Automating data migration testing

Data migrations are notoriously difficult to test. They take a long time to run on large datasets. They often involve heavy, inflexible database engines. And they’re only meant to run once, so people think it’s throw-away code, and therefore not worth writing tests for. Not so.

With a few modern tools, we can test migrations just like we do our production code. Let me show you one approach.

Bird’s-eye view

We’ll be moving data from a PostgreSQL database to MongoDB using Node.js. Obviously, you can substitute any of these. Anything that runs in Docker, like PostgreSQL, or in-memory, like MongoDB, will fit the approach. Also, any programming language is fine, if you’re comfortable with it. I chose Node.js for the plasticity it offers, which is useful to have in data transformations.

We’ll split the migration into several functions, organized around data scopes (like companies, users, whatever you have in the database), each function receiving an instance of the PostgreSQL and MongoDB client, i.e. migrateUsers(postgresClient, mongoClient). This way, our test code can provide connections to the test databases, and production code to production ones.

Each migration function will have its accompanying test suite, i.e. migrate-users.js will have migrate-users.specs.js.

         /-> migrateCompanies()  <-- migrate-companies.spec.js
index.js --> migrateUsers()      <-- migrate-users.spec.js
         \-> migrateFizzBuzzes() <-- migrate-fizzBuss.spec.js

The test suites will also share a file we’ll call test-init.js containing code that’ll launch both test databases and connect clients, then shut them down after tests finish.

The article comes with an accompanying GitHub repository, containing all the code we’re discussing here. I’ll solely be quoting excerpts to illustrate key concepts, and you may prefer to follow them by studying the full source code.

Install the tools

Install Docker Engine with Docker Compose for your platform. Make sure you can run the docker command without requiring user rights elevation (i.e. without sudo). On Linux, this is typically achieved by adding your current user to the docker group:

sudo usermod -aG docker $USER

after which you’ll need to log out and back in again.

You’ll also need Node.js.

Start a new npm project by going through the npm init steps, then install the dependencies we’ll be using:

npm install -E mongodb pg
npm install -ED jest mongodb-memory-server shelljs

We’ll use jest to run the tests, but again, go with whatever suits your needs.

Configure the tools

We’ll be running PostgreSQL in Docker, so let’s first configure that. Create a file called docker-compose.yml and paste in the following:

version: '3'
services:
  postgresql:
    image: postgres:12   #1
    container_name: postgresql-migration-test
    environment:
      POSTGRES_PASSWORD: 'password'   #2
    ports:
      - "5432"   #3

This will configure a Docker container with the latest PostgreSQL 12.x (1), default user and password for password (2). (Never use that outside of testing, obviously.) The above also says that PostgreSQL’s standard port 5432 will be exposed to a random port on the host (3). Thanks to that, you can safely launch the container on a host machine where PostgreSQL is already running, thus avoiding test failures due to port conflicts. We’ll have a way to find the right port to connect to in tests.

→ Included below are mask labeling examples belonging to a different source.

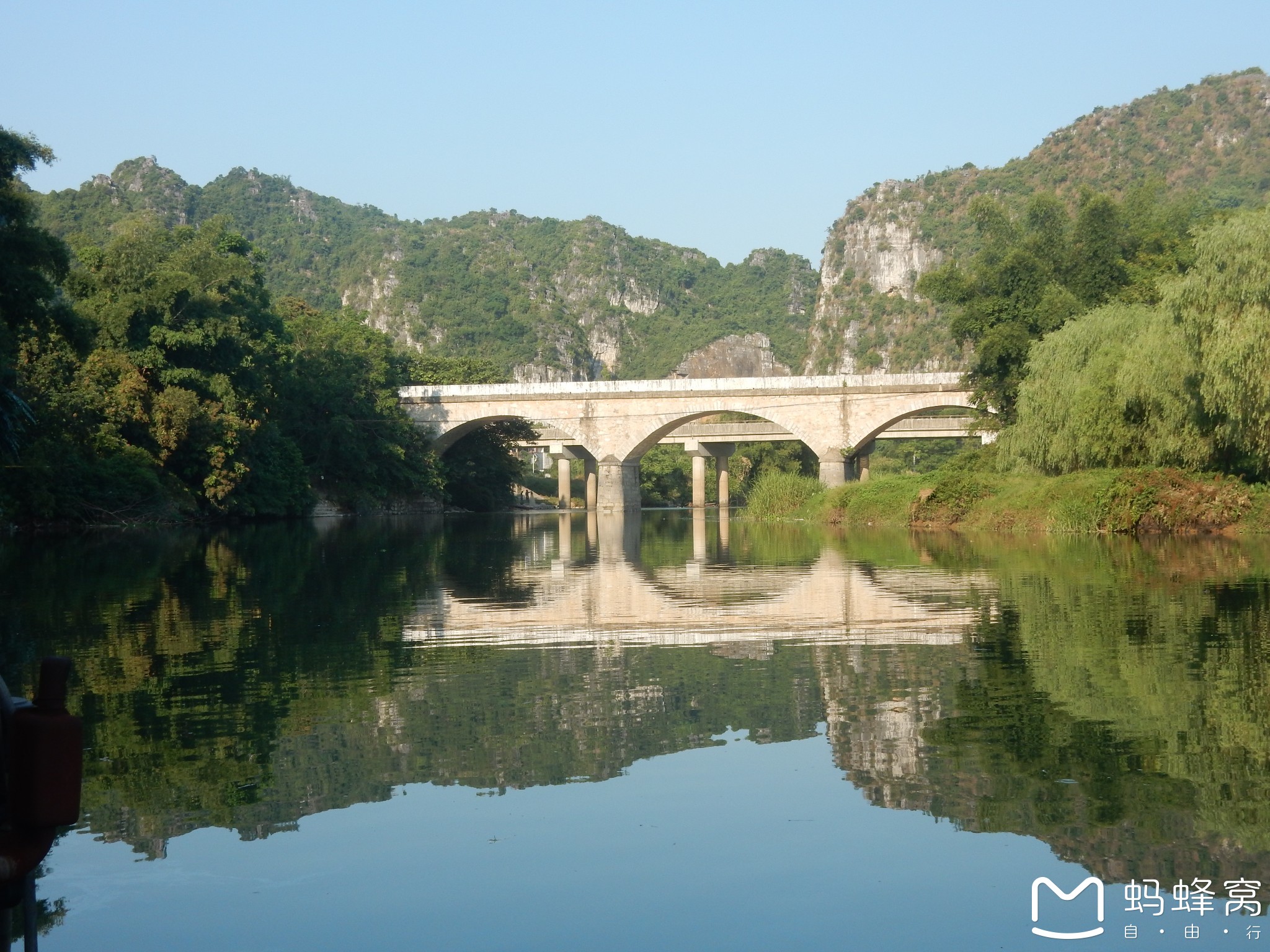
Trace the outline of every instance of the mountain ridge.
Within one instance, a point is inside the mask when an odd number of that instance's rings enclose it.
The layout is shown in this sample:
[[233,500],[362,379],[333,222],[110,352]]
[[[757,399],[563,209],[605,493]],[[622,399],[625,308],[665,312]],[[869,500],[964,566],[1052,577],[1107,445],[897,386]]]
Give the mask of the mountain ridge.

Now, if you run the command docker-compose up in the same directory, the container with the database should start and display PostgreSQL’s standard output. If it did, great; shut it down with Ctrl+c, followed by docker-compose down and we’ll configure the test suite to do the starting and stopping later.

Move on to your package.json and add the tasks we’ll be using into the scripts section:

"scripts": {
  "start": "node src/index.js",
  "test": "jest --runInBand"   //1
},

With that, npm start will run your migration and npm test will run the tests.

Notice the --runInBand parameter for jest (1). That tells jest to run every test suite in sequence, whereas by default these run in parallel. This is important, because all test suites share the same database instances and running them simultaneously would cause data conflicts. Don’t worry about speed, though—we’re not dealing with a lot of data here, so tests will still be fast.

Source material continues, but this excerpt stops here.